Depuis un an, mes nuits entières sont dédiées aux fêtes de toutes sortes, qu'elles soient dans des bars miteux ou dans les appartements des célébrités du moment. Je m'infiltre dans toutes les soirées dont j'entends parler, tisse des amitiés avec le plus d'invités possible, offre une bière ou deux à une belle fille et récolte des invitations pour d'autres événements. Soir après soir, je drague, bois, raconte quelques blagues, sans oublier les nombreux défis que je relève. Que serait un party sans challenges proposés par des gars saouls ?

Pourtant, aujourd'hui, rien ne m'attire. Demain signe le retour au travail et aux études pour une grande majorité de la population québécoise, ce qui signifie : pas de grosse fête. Mes potes n'ont pas envie d'avoir la gueule de bois pour leur rentrée à l'université. Quelle connerie ; ils n'y étudient que pour les festivités qui les accompagnent, les bars à proximité des résidences universitaires et les professeurs sexy.

Je devrais prendre exemple sur les gars et rester chez moi ce soir, devant une série Netflix, une bière à la main. Après tout, mon emploi comme vendeur de téléphones intelligents est loin de payer toutes mes dépenses et, nuit après nuit, mes dettes s'accumulent. Je devrais chercher un contrat sur Internet ou, encore mieux, trouver un endroit où les inscriptions aux open mic ne sont pas complètes, question de ramasser un peu d'argent.

Mais non. Voilà un an que je suis sorti de l'École de l'humour, et un an que je sombre peu à peu dans l'enfer des soirées arrosées et des plaisirs de la chair. Moi qui avais autrefois un rêve, je ne suis maintenant qu'un pauvre type qui tente d'oublier son échec. Je fuis la solitude et le bruit assourdissant des pensées, pour me retrouver en bonne compagnie, loin de ma vraie vie. Tel un criminel, je vis sans réfléchir aux conséquences de mes actes. Et même si je suis conscient de ma perdition, je ne pose aucun geste pour améliorer ma condition.

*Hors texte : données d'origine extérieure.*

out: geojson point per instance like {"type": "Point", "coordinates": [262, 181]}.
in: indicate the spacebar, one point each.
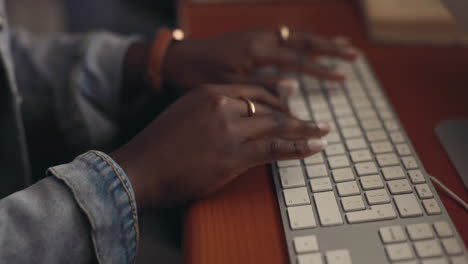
{"type": "Point", "coordinates": [376, 213]}
{"type": "Point", "coordinates": [327, 208]}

Peut-être qu'en fin de compte, le chemin de l'humour n'est pas fait pour moi. Peut-être que mon chemin, c'est celui de l'échec.

— Merde, merde, merde !

C'est justement pour éviter ce genre de pensées que je passe mes nuitées à danser et à boire des litres et des litres d'alcool de mauvaise qualité. Le plaisir – sous toutes ses formes – est la seule chose qu'il me reste. Et parfois, je dois forcer le destin pour atteindre ce qui est devenu, en quelques mois, ma drogue.

— Jim ? demandé-je dès que la voix de mon ami me parvient.

Il est toujours partant pour aller prendre un verre, alors c'est lui que j'ai appelé en premier. Andrew, lui, s'investit corps et âme à ses études – ce que je ne comprendrais jamais – et il ne voudra pas se détendre un peu, autour d'une bonne bière, avant ses études. J'ai plus de chance avec Jim, mon compagnon de beuverie.

— Non, je n'irai pas au Gliters avec toi, me répond-il aussitôt.

Il ne va pas s'y mettre, lui aussi ! Qui refuse un moment en ma compagnie ?

— Oh, fais pas ta tapette ! Je te paie ton drink, tu n'as qu'à te déplacer.

Il soupire pour toute réponse.

— J'ai déjà redoublé ma première année de médecine, je ne veux pas foutre en l'air celle-ci pour faire encore la fête avec toi.

Jim croit qu'un jour, il va être médecin. Quelle bonne blague. Je le connais depuis notre entrée au secondaire, alors que nous soufflions à peine sur nos bougies de douzième anniversaire. Nous avons vécu plus de choses ensemble que sa mère a eu d'orgasmes tout au long de sa vie. S'il y a quelqu'un qui connait tous ses secrets et les recoins de son petit cerveau, c'est bien moi.